25 mai 2022 : Le gouvernement gambien publie un livre blanc dans lequel quasiment toutes les recommandations formulées par la Commission sont acceptées, y compris celles concernant Ousman Sonko.

Chronologie de l’affaire en Suisse

  • 25 janvier 2017 : TRIAL International dépose une dénonciation pénale à l’encontre d’Ousman Sonko par-devant les autorités de poursuite bernoises après avoir eu la confirmation de sa présence en Suisse.
  • 26 janvier 2017 : Ousman Sonko est arrêté à Berne et les autorités de ce canton ouvrent une instruction pénale à son encontre pour crimes contre l’humanité.
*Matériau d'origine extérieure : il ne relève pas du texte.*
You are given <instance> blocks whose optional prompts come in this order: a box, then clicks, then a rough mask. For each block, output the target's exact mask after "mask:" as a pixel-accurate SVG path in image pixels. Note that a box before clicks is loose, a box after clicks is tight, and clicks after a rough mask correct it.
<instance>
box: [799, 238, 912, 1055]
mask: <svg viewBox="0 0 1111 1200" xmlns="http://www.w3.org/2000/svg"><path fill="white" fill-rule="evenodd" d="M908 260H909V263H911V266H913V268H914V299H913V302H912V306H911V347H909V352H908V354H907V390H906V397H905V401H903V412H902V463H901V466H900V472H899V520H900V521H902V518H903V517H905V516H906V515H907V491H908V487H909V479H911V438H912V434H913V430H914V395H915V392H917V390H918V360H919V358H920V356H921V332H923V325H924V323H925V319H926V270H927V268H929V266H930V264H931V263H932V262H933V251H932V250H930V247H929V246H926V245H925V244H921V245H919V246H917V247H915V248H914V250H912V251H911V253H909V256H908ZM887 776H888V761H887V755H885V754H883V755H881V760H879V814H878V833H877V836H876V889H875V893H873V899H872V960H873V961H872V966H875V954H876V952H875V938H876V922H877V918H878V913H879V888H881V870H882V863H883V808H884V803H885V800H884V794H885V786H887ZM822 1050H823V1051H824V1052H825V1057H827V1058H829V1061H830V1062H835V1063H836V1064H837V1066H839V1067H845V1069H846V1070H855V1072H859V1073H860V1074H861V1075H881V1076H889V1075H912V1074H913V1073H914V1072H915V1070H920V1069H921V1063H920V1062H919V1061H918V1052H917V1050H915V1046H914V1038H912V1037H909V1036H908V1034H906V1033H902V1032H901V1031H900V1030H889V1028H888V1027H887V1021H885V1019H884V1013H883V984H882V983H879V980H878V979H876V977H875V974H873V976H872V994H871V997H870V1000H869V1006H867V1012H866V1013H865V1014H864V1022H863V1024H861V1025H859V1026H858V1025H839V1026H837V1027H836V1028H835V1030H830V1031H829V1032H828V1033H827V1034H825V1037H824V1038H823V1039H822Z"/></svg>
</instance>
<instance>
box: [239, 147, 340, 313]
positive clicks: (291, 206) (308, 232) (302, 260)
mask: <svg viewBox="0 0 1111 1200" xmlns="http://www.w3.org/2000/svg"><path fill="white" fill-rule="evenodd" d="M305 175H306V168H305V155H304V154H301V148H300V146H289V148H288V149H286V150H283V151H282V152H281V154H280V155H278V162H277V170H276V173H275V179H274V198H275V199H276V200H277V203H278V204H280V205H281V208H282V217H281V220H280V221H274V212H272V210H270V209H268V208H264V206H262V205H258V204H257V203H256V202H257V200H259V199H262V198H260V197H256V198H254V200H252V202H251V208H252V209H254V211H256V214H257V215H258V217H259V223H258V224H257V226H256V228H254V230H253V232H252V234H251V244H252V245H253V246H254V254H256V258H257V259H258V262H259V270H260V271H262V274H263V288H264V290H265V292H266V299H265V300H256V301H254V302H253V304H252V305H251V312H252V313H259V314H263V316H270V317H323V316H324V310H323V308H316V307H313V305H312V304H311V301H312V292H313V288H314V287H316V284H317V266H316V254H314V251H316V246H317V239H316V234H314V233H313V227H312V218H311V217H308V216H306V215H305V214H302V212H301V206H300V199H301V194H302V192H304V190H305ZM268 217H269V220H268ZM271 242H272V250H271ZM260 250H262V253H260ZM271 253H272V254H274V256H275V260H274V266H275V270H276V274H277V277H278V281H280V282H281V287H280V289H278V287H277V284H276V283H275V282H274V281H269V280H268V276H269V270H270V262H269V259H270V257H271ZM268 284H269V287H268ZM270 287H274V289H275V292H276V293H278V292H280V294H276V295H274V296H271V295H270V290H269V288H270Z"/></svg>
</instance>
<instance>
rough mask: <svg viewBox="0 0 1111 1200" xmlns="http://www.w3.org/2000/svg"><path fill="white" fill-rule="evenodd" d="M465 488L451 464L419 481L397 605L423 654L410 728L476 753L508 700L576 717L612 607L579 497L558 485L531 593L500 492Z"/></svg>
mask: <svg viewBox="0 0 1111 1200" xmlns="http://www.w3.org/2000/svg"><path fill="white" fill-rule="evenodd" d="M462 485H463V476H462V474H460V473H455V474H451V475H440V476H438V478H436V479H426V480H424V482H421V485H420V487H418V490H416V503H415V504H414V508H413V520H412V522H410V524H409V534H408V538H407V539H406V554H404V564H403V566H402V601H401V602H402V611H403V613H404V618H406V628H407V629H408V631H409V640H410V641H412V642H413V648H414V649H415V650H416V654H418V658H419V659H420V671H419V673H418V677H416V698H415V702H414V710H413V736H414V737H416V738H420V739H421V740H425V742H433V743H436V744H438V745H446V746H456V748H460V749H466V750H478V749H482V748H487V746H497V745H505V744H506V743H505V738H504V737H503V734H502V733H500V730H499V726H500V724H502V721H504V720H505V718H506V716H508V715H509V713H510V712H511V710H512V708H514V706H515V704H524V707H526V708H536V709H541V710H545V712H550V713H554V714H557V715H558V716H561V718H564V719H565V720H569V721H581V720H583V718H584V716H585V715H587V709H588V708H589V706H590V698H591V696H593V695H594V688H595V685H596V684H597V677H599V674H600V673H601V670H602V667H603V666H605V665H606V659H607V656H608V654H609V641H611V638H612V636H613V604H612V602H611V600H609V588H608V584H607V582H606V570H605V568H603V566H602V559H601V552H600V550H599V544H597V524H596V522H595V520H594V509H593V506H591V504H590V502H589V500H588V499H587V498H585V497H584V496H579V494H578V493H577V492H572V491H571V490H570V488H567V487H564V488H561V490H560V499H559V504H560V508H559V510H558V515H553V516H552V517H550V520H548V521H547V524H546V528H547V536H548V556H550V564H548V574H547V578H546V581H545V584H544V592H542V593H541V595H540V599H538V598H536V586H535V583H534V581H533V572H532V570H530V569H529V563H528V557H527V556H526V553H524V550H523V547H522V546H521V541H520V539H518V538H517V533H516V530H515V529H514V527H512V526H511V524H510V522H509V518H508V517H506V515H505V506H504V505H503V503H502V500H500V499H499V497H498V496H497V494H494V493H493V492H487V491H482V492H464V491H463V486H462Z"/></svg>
  • 28 janvier 2017 : La mise en détention préventive d’Ousman Sonko est prononcée.
  • 6 février 2017 : Le MPC reprend le dossier pour instruction.
  • 6 avril, 1er et 13 juin, 27 octobre 2017 : Sept victimes déposent plainte contre Ousman Sonko par-devant le MPC avec le soutien de TRIAL International.
  • 13 mars et 6 juillet 2018 : Deux victimes supplémentaires déposent plainte contre Ousman Sonko auprès du MPC avec le soutien de TRIAL International.
  • 2017 à 2021 : Ousman Sonko, les parties plaignantes et des dizaines de témoins sont entendu.e.s dans le cadre de l’instruction pénale. La Suisse demande l’entraide judiciaire internationale à la Gambie et les autorités suisses s’y déplacent pour enquêter.
  • 12 avril 2022 : Une nouvelle victime dépose plainte par-devant le MPC. Il y a maintenant 10 parties plaignantes dans le dossier.
  • 1er septembre 2022 : Le dernier jour de l’audition finale d’Ousman Sonko a lieu.
  • 17 avril 2023 : Le MPC transmet son acte d’accusation au TPF reprochant à Ousman Sonko sa responsabilité dans les crimes contre l’humanité commis en Gambie. Ousman Sonko reste en détention préventive jusqu’à son procès.